Ok, ho fatto i vari controlli con "smartmontools".

in particolare con il flag "-h" mi ha restituito "Passed".

Tutti gli altri test suggeriti hanno dato delle risposte che nell'howto equivalevano a dire ... buono.

A questo punto posso sperare che il disco stia bene!?  :Very Happy: 

Per quanto riguarda la lettura del file /var/log/emerge.log (non ho installato genlop) mi sembra di non vedere nessuna anomalia. Ogni "record installazione" termina con un "...Succeful...".

Ho dato una guardata a tutto il file, soffermandomi particolarmente sull'ultima parte e sui giorni in cui è cominciato il problema. non ho trovato niente.

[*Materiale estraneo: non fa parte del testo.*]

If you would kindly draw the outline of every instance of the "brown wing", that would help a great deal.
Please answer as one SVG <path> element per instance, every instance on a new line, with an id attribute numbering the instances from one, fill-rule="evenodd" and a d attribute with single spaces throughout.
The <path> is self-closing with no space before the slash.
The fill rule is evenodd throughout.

C'è qualche messaggio (o pattern) in particolare che dovrei cercare?

----------

## Josuke

semplicemente dovresti passare alla versione di  baselayout che avevi prima mettendo in masked quella che hai ora

----------

## m_wakko

Mhhh...

non capisco molto bene. 

Il pacchetto baselayout, cosa "mi rappresenta" (oltre a ciò che ispira il nome)?

Cioè, perché dovrei usare una versione più vecchia (non sto facendo polemica)? Non sto dicendo che in questo ci sia niente di male, ma almeno vorrei capire il perché. 

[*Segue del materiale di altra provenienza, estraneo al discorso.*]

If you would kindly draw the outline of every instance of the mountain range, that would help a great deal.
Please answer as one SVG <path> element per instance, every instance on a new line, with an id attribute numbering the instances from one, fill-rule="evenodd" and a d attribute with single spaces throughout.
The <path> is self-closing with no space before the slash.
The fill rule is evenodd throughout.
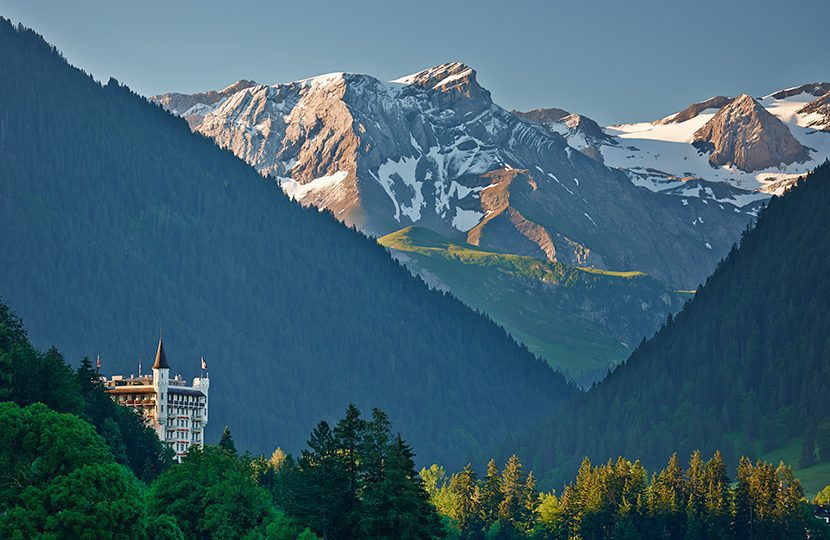
<path id="1" fill-rule="evenodd" d="M 562 109 L 509 112 L 459 62 L 390 82 L 332 73 L 152 100 L 590 384 L 676 313 L 770 194 L 830 155 L 828 90 L 717 96 L 607 127 Z M 482 278 L 480 258 L 444 264 L 448 252 L 417 245 L 426 236 L 411 227 L 593 272 L 608 294 L 527 273 Z M 527 300 L 496 301 L 511 295 Z M 620 305 L 641 307 L 637 324 L 612 315 Z"/>
<path id="2" fill-rule="evenodd" d="M 32 343 L 101 373 L 211 379 L 208 442 L 296 453 L 380 407 L 431 460 L 481 456 L 575 391 L 384 248 L 282 196 L 115 80 L 0 20 L 0 295 Z M 32 384 L 49 384 L 34 380 Z"/>
<path id="3" fill-rule="evenodd" d="M 556 480 L 585 456 L 596 463 L 636 454 L 646 467 L 695 449 L 720 450 L 731 463 L 786 456 L 810 491 L 825 486 L 828 205 L 825 163 L 770 201 L 653 338 L 504 453 L 523 449 L 534 470 Z M 817 446 L 825 449 L 818 459 Z"/>

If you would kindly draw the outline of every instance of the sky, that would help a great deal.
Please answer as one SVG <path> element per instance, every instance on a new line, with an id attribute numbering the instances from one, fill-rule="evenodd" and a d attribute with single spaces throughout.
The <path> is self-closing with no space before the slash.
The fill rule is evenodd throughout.
<path id="1" fill-rule="evenodd" d="M 611 124 L 830 80 L 825 0 L 0 0 L 0 15 L 144 95 L 461 61 L 502 107 Z"/>

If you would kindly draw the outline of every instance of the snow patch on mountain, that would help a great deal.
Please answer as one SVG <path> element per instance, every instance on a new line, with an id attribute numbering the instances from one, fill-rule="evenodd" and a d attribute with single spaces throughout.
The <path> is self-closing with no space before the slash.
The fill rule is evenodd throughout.
<path id="1" fill-rule="evenodd" d="M 349 176 L 347 171 L 337 171 L 332 175 L 321 176 L 305 184 L 301 184 L 292 178 L 283 177 L 278 178 L 277 182 L 291 199 L 302 201 L 310 193 L 338 186 L 347 176 Z"/>

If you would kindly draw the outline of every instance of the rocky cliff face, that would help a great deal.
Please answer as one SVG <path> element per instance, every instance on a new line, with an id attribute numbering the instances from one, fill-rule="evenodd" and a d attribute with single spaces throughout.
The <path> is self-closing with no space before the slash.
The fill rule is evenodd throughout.
<path id="1" fill-rule="evenodd" d="M 551 133 L 562 135 L 570 146 L 600 163 L 603 162 L 600 147 L 604 144 L 617 144 L 613 137 L 605 134 L 599 124 L 582 114 L 555 108 L 534 109 L 528 112 L 514 110 L 513 114 L 538 123 Z"/>
<path id="2" fill-rule="evenodd" d="M 691 120 L 692 118 L 696 117 L 703 111 L 707 109 L 720 109 L 730 103 L 732 103 L 734 98 L 726 97 L 726 96 L 714 96 L 710 97 L 709 99 L 705 99 L 703 101 L 699 101 L 697 103 L 692 103 L 679 113 L 675 113 L 671 116 L 667 116 L 663 118 L 660 123 L 661 124 L 679 124 L 681 122 L 686 122 L 687 120 Z"/>
<path id="3" fill-rule="evenodd" d="M 747 172 L 810 159 L 787 126 L 746 94 L 697 130 L 694 144 L 710 153 L 712 165 L 734 165 Z"/>
<path id="4" fill-rule="evenodd" d="M 830 90 L 799 109 L 798 114 L 807 116 L 807 126 L 830 131 Z"/>
<path id="5" fill-rule="evenodd" d="M 537 113 L 558 117 L 552 129 L 519 118 L 464 64 L 392 82 L 337 73 L 242 86 L 212 103 L 176 99 L 203 113 L 196 131 L 301 203 L 370 234 L 418 225 L 488 249 L 642 270 L 693 288 L 752 218 L 638 188 L 574 148 L 616 144 L 595 122 Z M 155 99 L 176 109 L 172 97 Z"/>

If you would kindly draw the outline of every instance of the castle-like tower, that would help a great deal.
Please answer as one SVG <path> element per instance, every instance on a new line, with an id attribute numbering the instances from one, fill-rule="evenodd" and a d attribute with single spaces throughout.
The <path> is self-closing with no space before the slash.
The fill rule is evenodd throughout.
<path id="1" fill-rule="evenodd" d="M 203 366 L 204 367 L 204 361 Z M 193 384 L 176 376 L 170 378 L 170 364 L 159 337 L 153 376 L 103 378 L 107 393 L 119 404 L 141 413 L 181 461 L 191 446 L 204 444 L 208 422 L 208 389 L 210 379 L 205 375 L 193 379 Z"/>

Ad esempio per i driver nvidia sono costretto a mantenere i driver vecchi se voglio usare xorg+composite con kde, perché c'è un bug in tutte le sucessive versioni.

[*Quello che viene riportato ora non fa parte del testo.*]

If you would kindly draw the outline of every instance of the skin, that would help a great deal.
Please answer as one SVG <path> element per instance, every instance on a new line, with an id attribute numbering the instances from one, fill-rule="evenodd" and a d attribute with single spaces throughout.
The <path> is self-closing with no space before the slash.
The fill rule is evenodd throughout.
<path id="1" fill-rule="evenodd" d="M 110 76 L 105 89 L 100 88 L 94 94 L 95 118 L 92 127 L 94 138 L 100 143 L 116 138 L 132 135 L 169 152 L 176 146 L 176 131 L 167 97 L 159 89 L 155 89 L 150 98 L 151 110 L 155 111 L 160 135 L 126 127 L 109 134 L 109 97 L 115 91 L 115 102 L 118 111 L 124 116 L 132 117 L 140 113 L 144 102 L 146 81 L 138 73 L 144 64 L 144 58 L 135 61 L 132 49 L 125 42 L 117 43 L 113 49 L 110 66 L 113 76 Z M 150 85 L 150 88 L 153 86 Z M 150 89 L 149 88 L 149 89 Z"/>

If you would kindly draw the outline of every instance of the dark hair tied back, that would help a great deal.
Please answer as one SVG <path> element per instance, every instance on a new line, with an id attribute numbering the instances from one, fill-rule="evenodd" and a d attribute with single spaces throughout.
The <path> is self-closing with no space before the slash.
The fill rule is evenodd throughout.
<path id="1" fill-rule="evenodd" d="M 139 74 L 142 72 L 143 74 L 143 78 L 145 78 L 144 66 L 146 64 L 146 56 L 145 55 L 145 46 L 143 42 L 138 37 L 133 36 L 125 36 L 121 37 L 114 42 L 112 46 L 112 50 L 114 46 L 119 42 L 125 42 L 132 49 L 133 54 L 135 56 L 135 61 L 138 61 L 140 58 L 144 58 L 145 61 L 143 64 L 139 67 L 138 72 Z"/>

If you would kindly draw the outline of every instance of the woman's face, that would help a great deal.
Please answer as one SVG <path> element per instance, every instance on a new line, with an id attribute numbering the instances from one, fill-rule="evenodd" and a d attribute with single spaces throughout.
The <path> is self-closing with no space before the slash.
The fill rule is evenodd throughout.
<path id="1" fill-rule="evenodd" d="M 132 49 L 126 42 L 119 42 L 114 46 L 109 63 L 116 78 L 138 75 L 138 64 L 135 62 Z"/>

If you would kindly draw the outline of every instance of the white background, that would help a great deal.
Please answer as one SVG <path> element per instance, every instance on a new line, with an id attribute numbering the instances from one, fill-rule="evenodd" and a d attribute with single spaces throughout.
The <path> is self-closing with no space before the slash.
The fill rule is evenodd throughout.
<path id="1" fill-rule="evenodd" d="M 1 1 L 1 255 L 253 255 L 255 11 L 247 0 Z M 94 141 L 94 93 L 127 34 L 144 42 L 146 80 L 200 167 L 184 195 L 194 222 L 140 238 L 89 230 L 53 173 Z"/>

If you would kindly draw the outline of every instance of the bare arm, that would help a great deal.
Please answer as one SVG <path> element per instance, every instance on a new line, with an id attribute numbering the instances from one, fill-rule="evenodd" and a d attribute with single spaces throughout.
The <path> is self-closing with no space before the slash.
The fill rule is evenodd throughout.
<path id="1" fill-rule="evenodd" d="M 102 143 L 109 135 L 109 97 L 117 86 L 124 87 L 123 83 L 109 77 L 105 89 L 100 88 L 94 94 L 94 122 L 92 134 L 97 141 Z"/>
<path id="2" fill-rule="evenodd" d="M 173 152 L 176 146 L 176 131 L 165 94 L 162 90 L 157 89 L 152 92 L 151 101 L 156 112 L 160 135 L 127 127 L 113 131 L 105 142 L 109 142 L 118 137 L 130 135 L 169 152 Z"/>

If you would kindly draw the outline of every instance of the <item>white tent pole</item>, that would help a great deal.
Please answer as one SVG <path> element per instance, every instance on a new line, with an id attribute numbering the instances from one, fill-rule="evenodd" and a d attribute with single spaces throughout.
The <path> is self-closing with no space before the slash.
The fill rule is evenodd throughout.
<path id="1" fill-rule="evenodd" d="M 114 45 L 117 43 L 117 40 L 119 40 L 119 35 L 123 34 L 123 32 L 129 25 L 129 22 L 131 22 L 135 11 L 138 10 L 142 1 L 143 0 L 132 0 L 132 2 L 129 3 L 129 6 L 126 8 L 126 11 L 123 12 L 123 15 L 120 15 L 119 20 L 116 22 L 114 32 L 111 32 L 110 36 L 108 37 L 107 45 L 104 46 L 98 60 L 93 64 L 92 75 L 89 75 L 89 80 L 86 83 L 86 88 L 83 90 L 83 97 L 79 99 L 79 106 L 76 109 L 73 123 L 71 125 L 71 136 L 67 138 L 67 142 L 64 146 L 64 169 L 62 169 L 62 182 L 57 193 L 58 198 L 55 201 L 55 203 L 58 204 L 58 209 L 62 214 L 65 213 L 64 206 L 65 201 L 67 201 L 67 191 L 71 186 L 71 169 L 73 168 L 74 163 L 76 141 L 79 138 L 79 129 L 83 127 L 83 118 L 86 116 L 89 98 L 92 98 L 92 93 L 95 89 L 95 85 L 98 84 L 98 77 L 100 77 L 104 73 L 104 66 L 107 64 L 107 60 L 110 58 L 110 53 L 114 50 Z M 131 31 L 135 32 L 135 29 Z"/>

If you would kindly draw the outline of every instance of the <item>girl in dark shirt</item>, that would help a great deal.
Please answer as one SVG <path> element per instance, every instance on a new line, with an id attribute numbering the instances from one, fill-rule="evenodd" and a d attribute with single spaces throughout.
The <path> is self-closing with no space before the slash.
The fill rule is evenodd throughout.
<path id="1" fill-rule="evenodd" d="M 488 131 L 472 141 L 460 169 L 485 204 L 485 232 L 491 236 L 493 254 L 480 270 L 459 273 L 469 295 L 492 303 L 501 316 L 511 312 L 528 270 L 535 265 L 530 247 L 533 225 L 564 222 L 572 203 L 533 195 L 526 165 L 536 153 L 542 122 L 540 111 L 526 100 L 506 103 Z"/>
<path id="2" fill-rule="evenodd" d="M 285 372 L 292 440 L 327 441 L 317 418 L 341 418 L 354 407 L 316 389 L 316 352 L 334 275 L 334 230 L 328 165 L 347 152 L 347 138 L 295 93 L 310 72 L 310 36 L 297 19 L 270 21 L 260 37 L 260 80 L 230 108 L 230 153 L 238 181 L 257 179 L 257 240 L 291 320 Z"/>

Se cmq questa fosse la soluzione definitiva (ho visto un attimo fa che la versione baselayout installata non è l'ultima disponibile, magari un aggiornamento....) come dovrei procedere?

Basta un 

```
emerge unmerge baselayout

emerge "=sys-apps/baselayout.???"
```

Come scopro che versione devo usare?

Per mascherare il pacchetto basta aggiungere il suo nome al file dei pacchetti maskerati?

Grazie a tutti  per le info.

----------

## Ic3M4n

 *Quote:*   

> 
> 
> ```
> emerge =sys-apps/baselayout.???
> ```
> ...

 

basta questo, infatti in caso di compilazione terminata a buon fine toglie direttamente l'altra. 

se tu facessi il contrario "potresti" correre il rischio di non avere il baselayout installato per un po'...

è un po' come emergere python disintallando prima quello vecchio e poi mettendo quello nuovo. capisci bene che emerge non funzionerebbe... essendo scritto tutto portage in python.

----------

## m_wakko

Ok, ho capito. Domani vedrò come operare sul paziente.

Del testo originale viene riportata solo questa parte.